As promised, here is my detailed desc. of my research. If you're against importing, this isn't meant to convince you otherwise. We all have our personal standards to which we are accountable. I checked up the pedigrees, hip scores, and titles of the parents. I looked at every picture and watched every video I could find of her puppies' living conditions at the kennel, the sire/dam, her dogs working in the fields and at shows, and those from her puppies in their new homes. I read everything she wrote about her dogs on her website and at her posts on Facebook to try and understand who she is as a person. What I found is someone who loves her dogs more than anything in the world and who takes the preservation of the breed very seriously. No, importing is not ideal when it means I can't see it all for myself, but I believe I've taken every step I'm able to ensure that I'm getting a puppy from a responsible breeder. 

Time for me to shut up already. Without further ado, here she is.


----------



## datacan

Wunderbar. Best wishes...... Zöldmáli? (No need to answe$)


----------



## datacan

*Re: Cancelled litter*



Vida said:


> Ok so y'all think I was bitching make that post :-\, but just for the sake of healthy discussion....
> Please read again your posts/ thread 'how to choose a breeder'.
> All the advice we give is blown out the water when we advocate buying a pup 'blind' through a third party?!
> Yes I would import but only if I could do my research in that country,visit the breeder,see the dam, plus all the recommended investigations that I would do if I were buying a pup locally.
> Importing has become straightforward especially here in europe.
> As long as we ( outside Hungary)breed dogs that are sound ,true to type,and have a low breeding coefficient they are no less of a vizsla than one born in Budapest.
> Thoughts????


Actually climate plays quite an important role, IMO. I needed a dog that can live and be comfortable here in Canada. The best way I thought was to find a dog born here in the dead of winter. With winter 6 months long, LOL
So far I'm V happy.


----------



## Rudy

;D


----------



## TAIsMom

Moving and new puppy!!! You like living the fast life apparently! 
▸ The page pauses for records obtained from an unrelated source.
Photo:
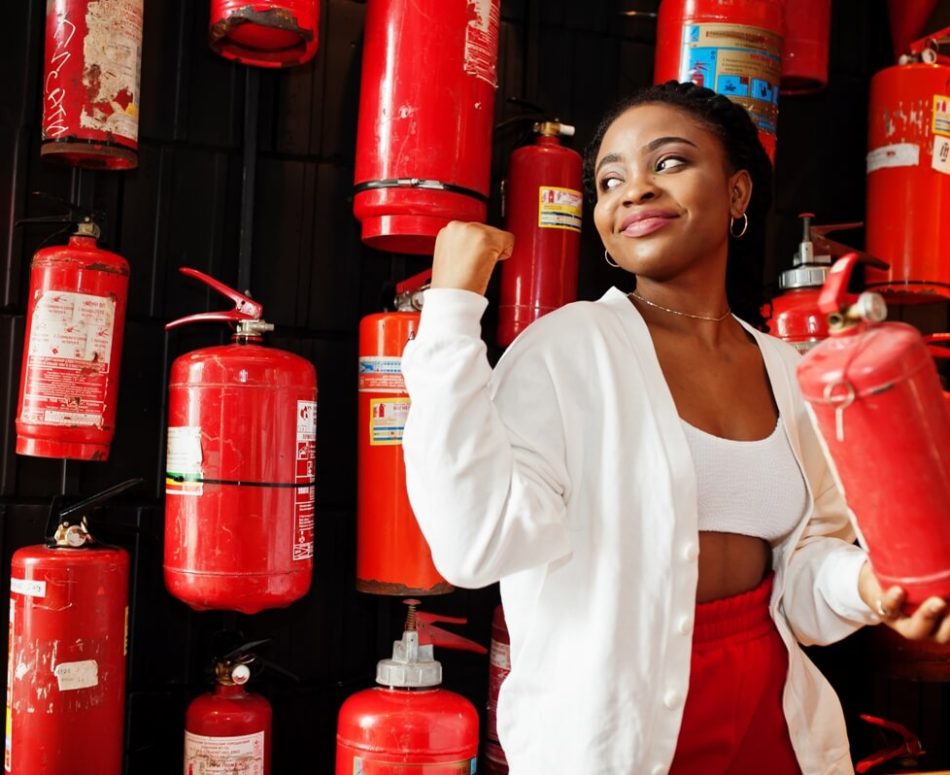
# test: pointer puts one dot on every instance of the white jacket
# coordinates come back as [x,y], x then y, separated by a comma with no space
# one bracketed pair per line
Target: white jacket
[565,474]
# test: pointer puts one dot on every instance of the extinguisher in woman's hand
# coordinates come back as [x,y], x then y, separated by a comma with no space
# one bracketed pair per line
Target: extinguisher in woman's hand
[239,481]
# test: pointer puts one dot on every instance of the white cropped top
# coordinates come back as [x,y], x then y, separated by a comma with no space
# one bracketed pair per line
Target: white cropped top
[753,488]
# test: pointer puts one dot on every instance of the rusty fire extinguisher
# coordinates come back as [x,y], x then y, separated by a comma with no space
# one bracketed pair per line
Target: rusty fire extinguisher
[877,402]
[265,33]
[543,204]
[733,48]
[229,729]
[408,724]
[908,169]
[67,649]
[69,380]
[423,146]
[239,481]
[92,66]
[392,555]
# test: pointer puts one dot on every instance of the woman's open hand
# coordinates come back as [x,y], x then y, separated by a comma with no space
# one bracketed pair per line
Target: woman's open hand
[466,254]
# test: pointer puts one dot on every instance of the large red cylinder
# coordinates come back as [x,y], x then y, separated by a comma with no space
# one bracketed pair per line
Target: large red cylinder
[733,47]
[908,190]
[91,71]
[66,670]
[424,140]
[543,204]
[69,380]
[392,556]
[266,33]
[239,494]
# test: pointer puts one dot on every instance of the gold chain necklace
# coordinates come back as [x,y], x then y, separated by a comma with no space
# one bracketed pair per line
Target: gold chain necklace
[719,319]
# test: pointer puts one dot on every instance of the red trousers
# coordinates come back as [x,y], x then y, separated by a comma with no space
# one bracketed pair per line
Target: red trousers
[733,720]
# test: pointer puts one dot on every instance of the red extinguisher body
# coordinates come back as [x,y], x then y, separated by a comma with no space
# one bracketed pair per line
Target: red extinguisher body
[69,380]
[392,556]
[423,155]
[733,48]
[544,202]
[91,72]
[266,33]
[67,652]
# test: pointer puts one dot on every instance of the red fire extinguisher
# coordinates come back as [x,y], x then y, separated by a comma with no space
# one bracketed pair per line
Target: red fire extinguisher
[69,380]
[543,203]
[877,402]
[91,70]
[408,724]
[908,168]
[239,480]
[392,556]
[67,649]
[229,729]
[733,48]
[266,33]
[423,146]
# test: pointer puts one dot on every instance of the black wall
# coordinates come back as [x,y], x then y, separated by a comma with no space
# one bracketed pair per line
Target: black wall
[207,124]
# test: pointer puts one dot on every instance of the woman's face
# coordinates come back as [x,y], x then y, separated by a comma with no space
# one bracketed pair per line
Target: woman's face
[665,193]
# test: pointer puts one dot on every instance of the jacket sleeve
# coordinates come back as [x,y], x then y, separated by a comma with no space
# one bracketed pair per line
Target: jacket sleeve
[484,455]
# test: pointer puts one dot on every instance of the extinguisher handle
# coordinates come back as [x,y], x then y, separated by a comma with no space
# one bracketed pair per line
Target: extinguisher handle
[245,308]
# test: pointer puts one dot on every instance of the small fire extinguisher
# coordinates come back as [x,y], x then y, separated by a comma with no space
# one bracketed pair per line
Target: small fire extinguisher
[229,729]
[543,203]
[877,402]
[392,556]
[239,481]
[69,379]
[67,649]
[408,724]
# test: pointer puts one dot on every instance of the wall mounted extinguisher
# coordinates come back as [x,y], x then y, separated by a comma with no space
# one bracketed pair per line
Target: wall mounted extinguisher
[229,729]
[908,168]
[733,48]
[265,33]
[239,480]
[67,650]
[69,380]
[407,724]
[877,403]
[392,556]
[543,207]
[423,146]
[91,70]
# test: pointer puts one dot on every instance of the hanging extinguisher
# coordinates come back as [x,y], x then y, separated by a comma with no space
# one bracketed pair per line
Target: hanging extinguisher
[239,480]
[229,729]
[67,650]
[733,48]
[265,33]
[91,70]
[69,380]
[408,724]
[423,145]
[543,207]
[908,168]
[392,556]
[877,403]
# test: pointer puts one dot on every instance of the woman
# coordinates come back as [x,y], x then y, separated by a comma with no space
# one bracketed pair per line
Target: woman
[640,474]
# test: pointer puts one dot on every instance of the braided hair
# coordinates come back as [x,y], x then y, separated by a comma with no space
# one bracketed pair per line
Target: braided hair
[730,122]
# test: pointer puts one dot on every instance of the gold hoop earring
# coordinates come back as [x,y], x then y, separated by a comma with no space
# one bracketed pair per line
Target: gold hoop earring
[742,231]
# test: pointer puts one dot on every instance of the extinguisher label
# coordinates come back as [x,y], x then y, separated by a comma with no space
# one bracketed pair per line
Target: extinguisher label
[381,374]
[67,372]
[183,475]
[387,418]
[305,473]
[738,61]
[238,755]
[559,208]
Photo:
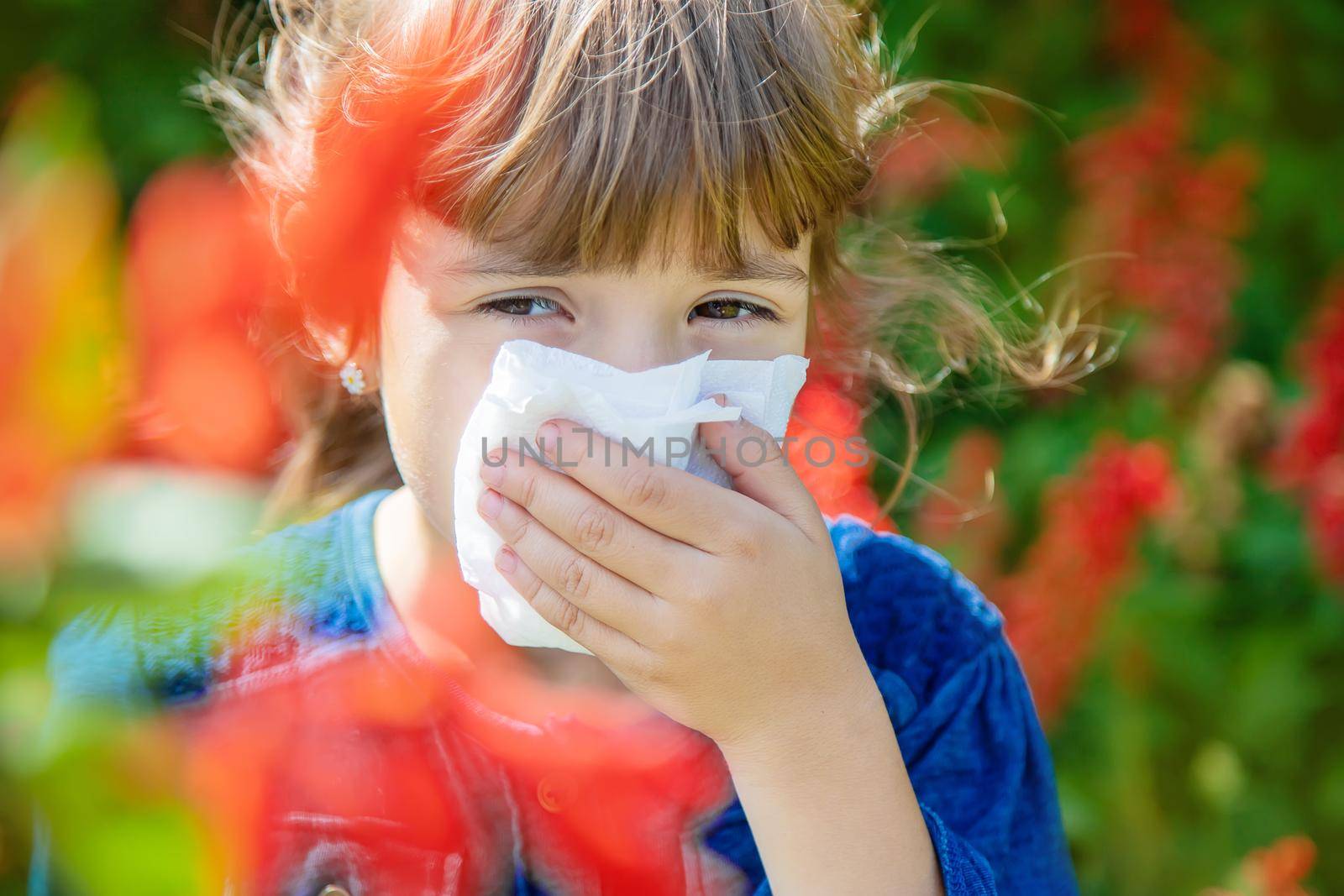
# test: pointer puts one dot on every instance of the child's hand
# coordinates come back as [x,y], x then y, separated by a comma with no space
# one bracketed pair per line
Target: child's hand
[722,609]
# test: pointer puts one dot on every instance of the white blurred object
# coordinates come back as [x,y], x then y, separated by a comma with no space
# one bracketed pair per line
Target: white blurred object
[165,524]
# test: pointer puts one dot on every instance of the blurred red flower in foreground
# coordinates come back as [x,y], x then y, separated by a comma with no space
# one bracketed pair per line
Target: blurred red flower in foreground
[1310,458]
[199,269]
[1077,566]
[1276,871]
[826,452]
[412,775]
[1146,194]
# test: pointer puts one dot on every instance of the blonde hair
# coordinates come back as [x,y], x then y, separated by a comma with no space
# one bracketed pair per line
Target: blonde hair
[578,129]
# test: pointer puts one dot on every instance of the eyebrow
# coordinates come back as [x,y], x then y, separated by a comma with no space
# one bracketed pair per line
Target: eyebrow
[501,264]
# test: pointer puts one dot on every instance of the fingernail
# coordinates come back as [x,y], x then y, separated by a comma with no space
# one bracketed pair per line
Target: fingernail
[491,504]
[549,437]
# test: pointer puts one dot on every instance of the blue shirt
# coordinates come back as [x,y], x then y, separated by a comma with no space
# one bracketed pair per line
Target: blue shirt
[958,703]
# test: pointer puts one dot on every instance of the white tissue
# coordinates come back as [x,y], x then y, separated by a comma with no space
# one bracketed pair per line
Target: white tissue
[533,383]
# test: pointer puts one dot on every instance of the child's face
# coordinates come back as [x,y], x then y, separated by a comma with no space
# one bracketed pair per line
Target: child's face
[450,302]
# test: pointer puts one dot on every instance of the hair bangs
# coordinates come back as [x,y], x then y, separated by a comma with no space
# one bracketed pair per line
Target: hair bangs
[618,129]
Love the pic of the puppy!!!! She's gorgeous! I bet she's going to be a handful for you when you get her ... you know those overseas types.  JK!


----------



## harrigab

well if Roy Bebbington (Gonegos gundogs) imports from Zoldmali that is recommendation enough for me. I've seen his dogs first hand and their offspring are wonderful WHV's.


----------



## hobbsy1010

Einspanner,

Get ready for your 'tatoo' eared import....... ;D

Goodtimes  

Hobbsy


----------



## stryker

Where in south carolina are you going to be living? I am in Charleston


----------



## einspänner

TAIsMom said:


> Moving and new puppy!!! You like living the fast life apparently!
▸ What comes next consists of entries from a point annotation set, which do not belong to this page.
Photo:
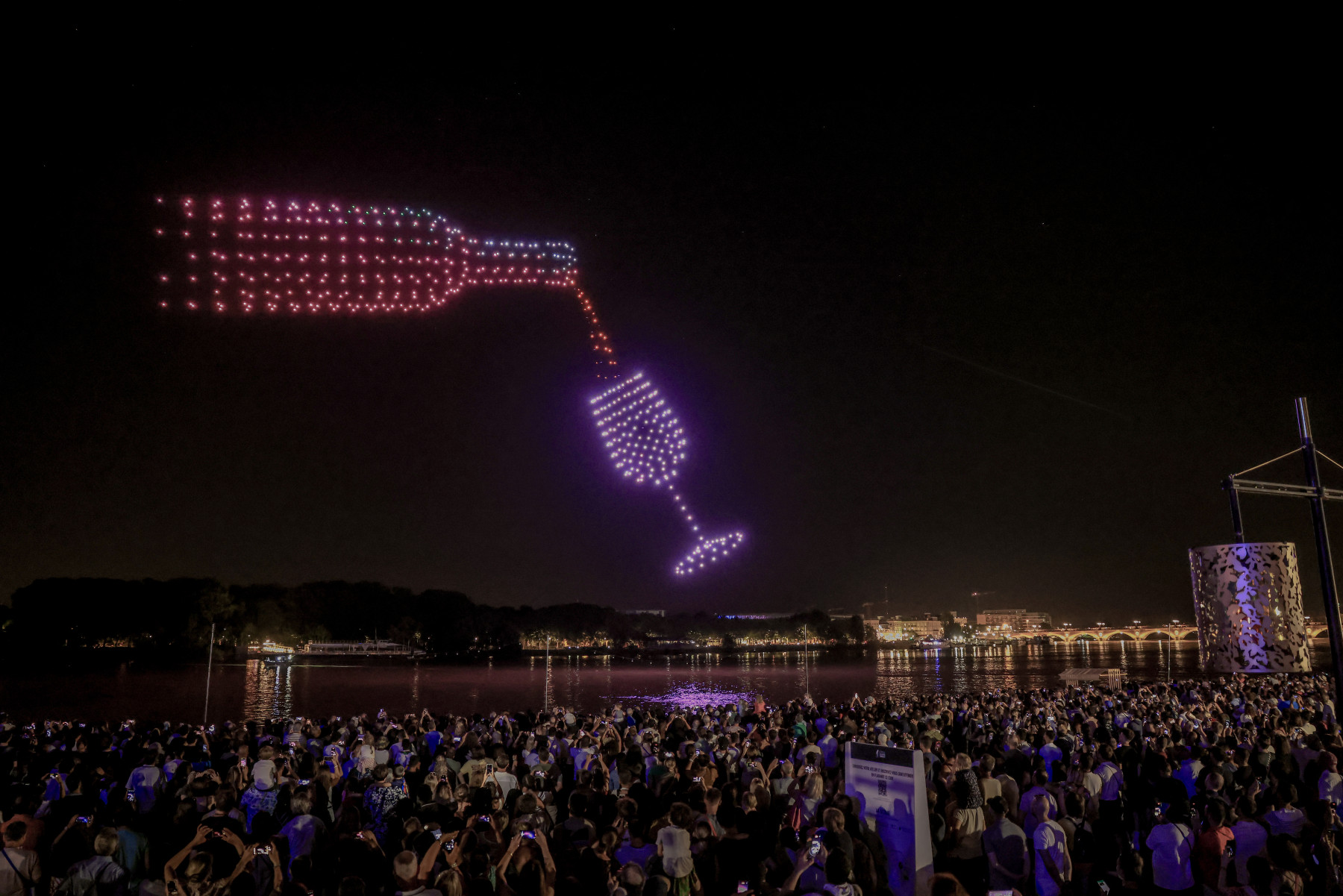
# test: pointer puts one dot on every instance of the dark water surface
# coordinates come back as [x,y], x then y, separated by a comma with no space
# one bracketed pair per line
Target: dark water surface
[258,691]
I believe the phrase you're looking for is certifiably insane. ;D

harrigab, Zsofi has a few of Roy's dogs, too. My original breeder, in the States was going to visit Roy when she was in the UK for Crufts, but I guess there was some bad weather so she couldn't get up there. She was majorly disappointed. And no wonder, those pictures of his dogs all sitting perfectly with the moor in the background--looks like heaven to me. Didn't you say somewhere, you think Ruby might have some of his lines in her? Zsofi has a couple bitches that are dead ringers for her. 

stryker, I'll be just across the bridge from you in Mt. Pleasant! Do you know of any good off leash places in the area? You have a puppy now, right? We should set up a play date. 
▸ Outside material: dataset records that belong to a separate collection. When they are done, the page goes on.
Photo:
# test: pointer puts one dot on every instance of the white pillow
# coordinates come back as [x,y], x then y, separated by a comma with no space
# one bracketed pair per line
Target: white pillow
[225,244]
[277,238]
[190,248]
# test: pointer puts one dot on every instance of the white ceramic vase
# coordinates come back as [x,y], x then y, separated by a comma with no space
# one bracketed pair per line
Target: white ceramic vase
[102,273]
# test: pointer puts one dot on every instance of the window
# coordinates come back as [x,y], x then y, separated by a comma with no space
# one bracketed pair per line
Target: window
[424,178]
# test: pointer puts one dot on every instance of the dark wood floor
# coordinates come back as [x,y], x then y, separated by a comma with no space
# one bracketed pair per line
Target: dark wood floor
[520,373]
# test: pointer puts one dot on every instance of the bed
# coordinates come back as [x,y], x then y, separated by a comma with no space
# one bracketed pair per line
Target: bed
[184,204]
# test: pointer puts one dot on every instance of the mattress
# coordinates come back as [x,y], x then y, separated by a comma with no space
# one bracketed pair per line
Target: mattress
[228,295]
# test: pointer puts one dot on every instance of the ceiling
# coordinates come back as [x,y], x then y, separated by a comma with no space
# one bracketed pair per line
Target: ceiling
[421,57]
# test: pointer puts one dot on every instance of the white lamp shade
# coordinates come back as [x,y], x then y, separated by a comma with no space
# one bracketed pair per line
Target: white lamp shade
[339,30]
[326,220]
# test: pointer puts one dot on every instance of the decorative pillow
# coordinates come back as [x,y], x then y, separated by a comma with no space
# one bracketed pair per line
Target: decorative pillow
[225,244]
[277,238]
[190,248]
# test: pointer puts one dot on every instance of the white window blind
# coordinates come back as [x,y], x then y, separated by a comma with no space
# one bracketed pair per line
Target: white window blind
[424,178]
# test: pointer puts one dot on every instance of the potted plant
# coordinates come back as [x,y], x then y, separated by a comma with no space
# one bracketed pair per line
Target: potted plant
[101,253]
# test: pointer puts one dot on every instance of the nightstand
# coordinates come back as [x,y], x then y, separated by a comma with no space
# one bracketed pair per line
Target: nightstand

Some more pics from today. She looks super wirey compared to her siblings!


----------



## TAIsMom

OMG, in the first pic I just got sucked into her eyes!!!!! What a pretty little girl! :-*


----------



## hotmischief

Go for it - Zoldmali are great. I have two friends who have recently had pups sent over to the UK from Zoldmali - very professional.

My boy is out of Roy Bebbingon's Zorro who is Zoldmali.

If you do FB have at look at the Hungarian Wirehaired Vizsla Group - there are lots of Zoldmali dogs on it. Also Zoldmali are members:

https://www.facebook.com/groups/4306187343/

Can't wait to see the pictures.


----------



## einspänner

Thanks for the link hotm! Just joined the group. It'll be cool to see pics of the "family." 

TAIsMom, I know! She already knows how to work those eyes, just like her daddy.


----------



## einspänner

2 more weeks until I pick up Scout! I found out her pedigree name is Azur which I just love since Blue is such a classic hunting dog name. Here are the latest pics of her at 8 weeks.


----------



## einspänner

The big weekend is fast approaching! Scout and her sister fly into Newark Saturday afternoon where the other owner will pick them up and bring them back to the D.C. area where he lives. I'll drive up Saturday, hang out with some friends, and rather uncharacteristically hover over my phone waiting for updates. I'm sure Saturday night will be just like Christmas Eve as a kid, so it will be the sleep deprived version of myself that finally meets Scout Sunday morning. From there it's just a hop, skip, and a 9 hour drive back home. Prayers for safe travels are greatly appreciated! 
I'm so excited to begin this next chapter in my life. Thanks for lending your support and experience. Time to get to sleep. Tomorrow I have to choose a food and maybe pick up some pheasant wings.


----------



## MCD

I am so happy for you. It's the last minute details..... Do you have everything you need? What else do you have to do? Nothing! Just wait for their arrival and then love them to pieces train them and be patient with them. Congratulations on your new V.


----------



## stryker

To quote Rick in Cassablanca "Scout, I think this is the beginning of a beautiful friendship." Best of luck to you


----------



## LEVIsMom

Very excited for you! It's been a long wait but everything happens for a reason. Scout was meant for you!


----------



## hotmischief

Hope all goes well. You sound very calm! She looks like a nice large pup - gonna be very hairy I think.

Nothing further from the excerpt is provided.